Unfortunately no :-( Maybe I'll make some some day. In the mean time, I'd consider reading this:
www.iro.umontreal.ca/~bengioy/dlbook/rnn.html
Hugo Larochelle thanks for the tip. I'll definitely check that out.
I really enjoyed watching your lectures, you have this extraordinary gift of explain things clearly.
So sad I cant speak French.
Ji Feng Thanks, I really appreciate your kind words :-)
Link to RNN resource is down.. any other suggestion!?
Hi, Hugo Larochelle, thanks for your video. I am confused what is the different between the sum of the j(numerator) and the sum of the h'_j(denominator). Could you explain it?
never mind, I figured out lol
Good job! :-)
Is this explanation based on the assumption that both, h and x are either 1 or 0? I understand that they can´t be a discrete distribution of values between 1 and 0?

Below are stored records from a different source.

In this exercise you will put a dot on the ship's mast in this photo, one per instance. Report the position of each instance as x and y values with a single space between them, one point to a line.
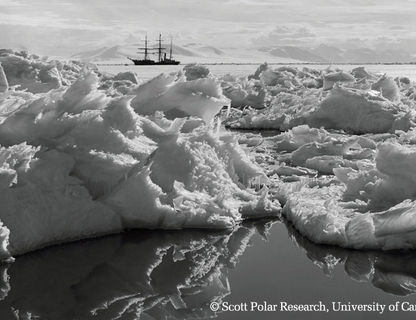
170 51
145 48
160 47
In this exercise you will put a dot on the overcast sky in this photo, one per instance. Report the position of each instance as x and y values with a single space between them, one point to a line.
59 26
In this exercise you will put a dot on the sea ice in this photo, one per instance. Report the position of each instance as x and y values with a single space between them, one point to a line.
78 160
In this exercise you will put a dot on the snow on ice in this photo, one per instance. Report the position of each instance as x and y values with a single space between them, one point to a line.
85 153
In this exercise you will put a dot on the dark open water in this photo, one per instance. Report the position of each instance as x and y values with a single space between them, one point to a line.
176 275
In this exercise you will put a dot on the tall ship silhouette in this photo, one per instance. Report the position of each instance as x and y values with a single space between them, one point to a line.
160 51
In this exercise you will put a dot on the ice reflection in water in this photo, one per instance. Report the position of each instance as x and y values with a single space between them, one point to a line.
392 271
139 274
165 275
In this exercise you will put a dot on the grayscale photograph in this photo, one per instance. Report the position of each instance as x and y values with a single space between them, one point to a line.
207 159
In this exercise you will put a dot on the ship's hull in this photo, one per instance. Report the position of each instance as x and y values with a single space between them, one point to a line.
138 62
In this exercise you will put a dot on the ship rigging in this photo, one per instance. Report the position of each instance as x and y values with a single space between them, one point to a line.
161 53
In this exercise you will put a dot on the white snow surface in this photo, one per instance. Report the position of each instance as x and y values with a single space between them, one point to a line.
84 154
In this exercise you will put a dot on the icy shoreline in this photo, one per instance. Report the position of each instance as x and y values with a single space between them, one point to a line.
84 153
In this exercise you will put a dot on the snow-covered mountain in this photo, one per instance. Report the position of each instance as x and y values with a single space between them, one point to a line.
196 52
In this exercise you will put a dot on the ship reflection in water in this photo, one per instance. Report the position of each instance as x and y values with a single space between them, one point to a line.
172 275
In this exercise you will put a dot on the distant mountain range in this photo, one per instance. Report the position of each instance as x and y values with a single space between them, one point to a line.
193 52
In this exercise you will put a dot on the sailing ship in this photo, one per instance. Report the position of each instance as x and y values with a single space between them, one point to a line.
161 52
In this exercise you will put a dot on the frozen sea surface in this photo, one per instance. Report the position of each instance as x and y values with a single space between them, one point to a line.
149 72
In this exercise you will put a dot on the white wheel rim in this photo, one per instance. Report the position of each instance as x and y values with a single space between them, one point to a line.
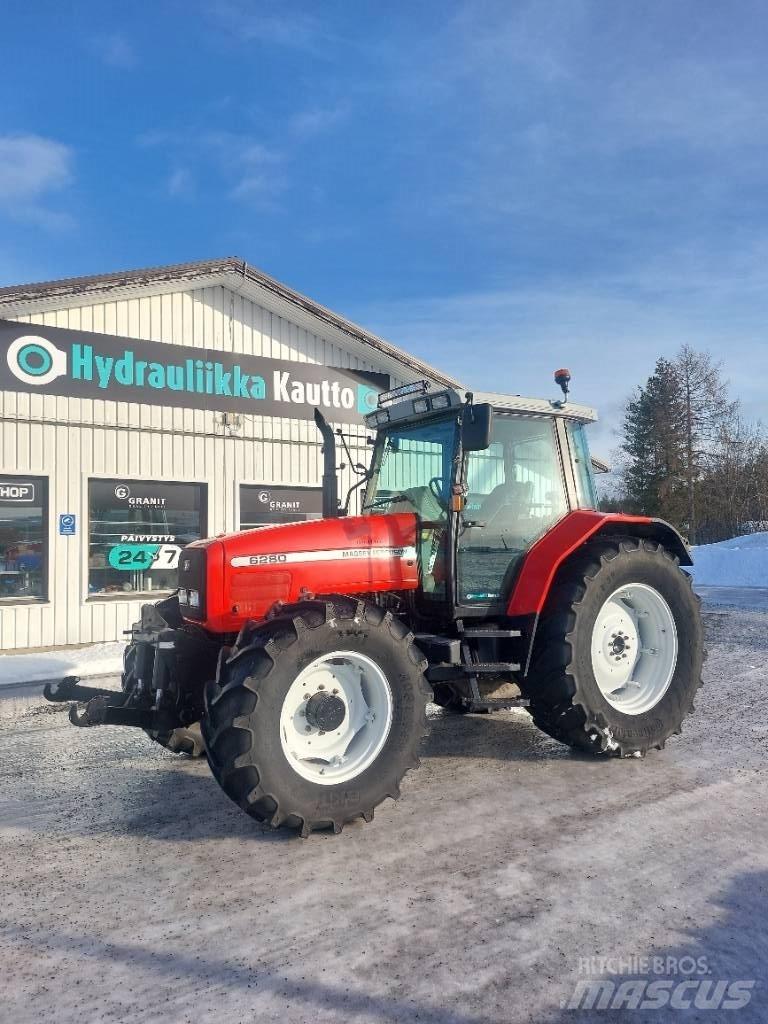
634 648
330 757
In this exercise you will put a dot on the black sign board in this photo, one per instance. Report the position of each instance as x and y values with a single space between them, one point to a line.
82 365
260 506
16 492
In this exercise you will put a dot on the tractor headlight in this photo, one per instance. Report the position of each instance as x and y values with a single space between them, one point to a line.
377 418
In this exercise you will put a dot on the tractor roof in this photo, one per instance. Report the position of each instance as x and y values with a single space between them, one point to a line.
518 403
414 401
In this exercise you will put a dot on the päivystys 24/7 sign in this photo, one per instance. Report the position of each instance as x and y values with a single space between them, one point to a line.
82 365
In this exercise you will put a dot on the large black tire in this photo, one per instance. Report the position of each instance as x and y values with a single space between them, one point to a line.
241 726
565 700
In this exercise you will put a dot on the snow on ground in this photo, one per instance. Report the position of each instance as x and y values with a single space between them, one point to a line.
97 659
741 561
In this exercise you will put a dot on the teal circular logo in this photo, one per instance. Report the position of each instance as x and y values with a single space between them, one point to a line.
35 359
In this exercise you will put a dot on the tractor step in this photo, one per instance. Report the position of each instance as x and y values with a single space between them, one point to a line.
98 711
489 633
69 688
491 668
495 704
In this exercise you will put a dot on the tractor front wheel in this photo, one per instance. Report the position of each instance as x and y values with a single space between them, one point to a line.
316 714
619 652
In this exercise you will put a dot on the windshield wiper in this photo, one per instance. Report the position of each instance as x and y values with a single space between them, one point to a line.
385 500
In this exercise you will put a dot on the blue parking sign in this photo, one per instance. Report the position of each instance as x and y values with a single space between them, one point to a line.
67 524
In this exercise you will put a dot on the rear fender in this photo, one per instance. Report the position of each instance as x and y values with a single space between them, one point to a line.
561 543
566 537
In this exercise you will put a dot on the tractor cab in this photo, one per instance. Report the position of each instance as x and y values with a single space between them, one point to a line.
486 476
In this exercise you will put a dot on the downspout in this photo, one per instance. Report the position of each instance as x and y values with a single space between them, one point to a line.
330 481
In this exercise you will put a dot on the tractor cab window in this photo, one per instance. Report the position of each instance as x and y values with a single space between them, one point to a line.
515 493
412 473
580 454
412 470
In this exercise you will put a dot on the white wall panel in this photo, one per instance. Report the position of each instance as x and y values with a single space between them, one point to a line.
71 439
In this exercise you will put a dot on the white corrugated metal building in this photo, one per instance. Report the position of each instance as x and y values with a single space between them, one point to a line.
98 494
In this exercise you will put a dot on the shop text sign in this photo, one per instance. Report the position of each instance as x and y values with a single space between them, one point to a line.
13 493
80 365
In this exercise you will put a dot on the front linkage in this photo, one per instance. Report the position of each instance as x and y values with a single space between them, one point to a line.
164 672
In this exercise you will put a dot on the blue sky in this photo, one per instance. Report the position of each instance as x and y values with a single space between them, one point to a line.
499 187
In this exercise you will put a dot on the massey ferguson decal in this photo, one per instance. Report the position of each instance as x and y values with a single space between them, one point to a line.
344 554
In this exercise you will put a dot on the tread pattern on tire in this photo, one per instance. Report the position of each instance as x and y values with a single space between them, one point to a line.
556 702
233 695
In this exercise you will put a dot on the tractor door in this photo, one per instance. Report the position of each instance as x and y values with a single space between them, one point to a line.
515 492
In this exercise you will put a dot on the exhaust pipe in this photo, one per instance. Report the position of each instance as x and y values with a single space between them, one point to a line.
330 482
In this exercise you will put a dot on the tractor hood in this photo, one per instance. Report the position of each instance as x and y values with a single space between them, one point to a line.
240 577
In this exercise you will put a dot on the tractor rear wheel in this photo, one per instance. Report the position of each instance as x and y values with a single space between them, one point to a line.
315 715
619 651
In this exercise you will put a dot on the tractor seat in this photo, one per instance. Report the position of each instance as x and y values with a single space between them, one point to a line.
506 504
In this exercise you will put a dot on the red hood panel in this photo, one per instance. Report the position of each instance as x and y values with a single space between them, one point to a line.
357 554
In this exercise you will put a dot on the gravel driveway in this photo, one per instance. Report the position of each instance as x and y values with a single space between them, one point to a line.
134 891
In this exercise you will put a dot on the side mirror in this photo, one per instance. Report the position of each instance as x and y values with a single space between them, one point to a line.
477 425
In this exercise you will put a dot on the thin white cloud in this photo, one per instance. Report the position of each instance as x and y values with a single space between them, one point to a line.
180 183
609 329
290 27
238 165
32 170
317 120
115 50
31 167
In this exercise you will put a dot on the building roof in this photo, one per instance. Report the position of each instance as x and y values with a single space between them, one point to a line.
231 272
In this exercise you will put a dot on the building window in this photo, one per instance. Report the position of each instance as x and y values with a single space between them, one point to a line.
24 538
136 531
265 506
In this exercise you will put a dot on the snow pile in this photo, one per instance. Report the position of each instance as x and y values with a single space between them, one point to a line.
742 561
98 659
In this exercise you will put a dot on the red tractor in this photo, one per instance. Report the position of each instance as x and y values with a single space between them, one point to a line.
479 574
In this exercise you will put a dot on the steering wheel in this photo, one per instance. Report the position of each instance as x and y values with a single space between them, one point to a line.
435 488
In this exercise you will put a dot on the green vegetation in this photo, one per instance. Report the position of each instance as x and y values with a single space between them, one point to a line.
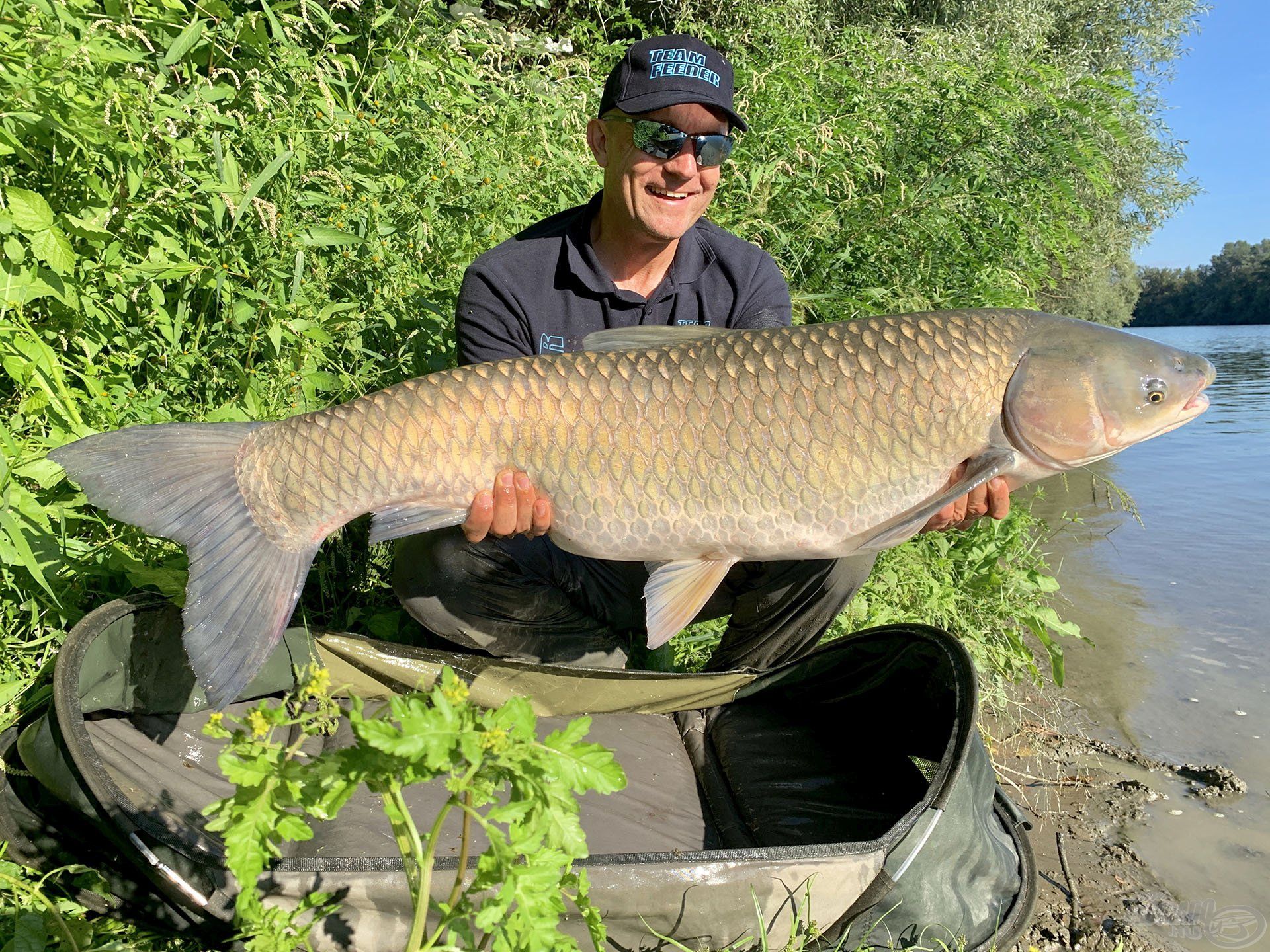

Good question! Yes the explanation is specific to the case where the values of x and h are 0 or 1. But it would be possible to derive a version where x and h takes any continuous value between 0 and 1 (the derivation is just a bit more complicated, requiring integrals).
Hope this helps!
@@hugolarochelle thanks heaps for answering, and so quickly!
Hey,
could you upload the presentations?
Sure! Everything is here: info.usherbrooke.ca/hlarochelle/neural_networks/content.html
Hugo Larochelle
Thank you !
Hugo,
Can you also share the assignments/exams associated with the course ? It would help me calibrate how much of the material I have correctly assimilated.
you'll find 3 assignments here: info.usherbrooke.ca/hlarochelle/neural_networks/evaluations.html
thank you !
Thank you for the video it is very helpful!
Hello, can you pls explain how the hidden layer is updated as 0 or 1 after obtaining the probability (operating with the activation function) ?
Sure! Once you've computed the value of the sigmoid (let's call that value p), you sample the value of the corresponding unit by sampling a real number between 0 and 1 from a uniform distribution, and if that number is smaller than p, then you set the unit to 1. Otherwise, you set it to 0.
Hope this helps!
@6.44 at the first line the denominator should probably be sum(p(x|h')), not sum(p(x, h')).
Nope, it's indeed \sum p(x,h'). That is because we have p(h|x) = p(x,h) /p(x), and p(x) = \sum_{h'} p(x,h').
OMG THANK YOU!!!!!
My pleasure :-)
cool!
45 minutes of match and proof, no exercise, no code so far.
Not saying I could do better, but maybe someone could.
You should understand this don't think any language could hold on in the future if you know this you won't have to worry in the future
You can skip these lectures if you know this material already. Otherwise, you cannot code anything on your own. You can always look for implementations by others though, but most probably you won't get a deep understanding of the subject that way.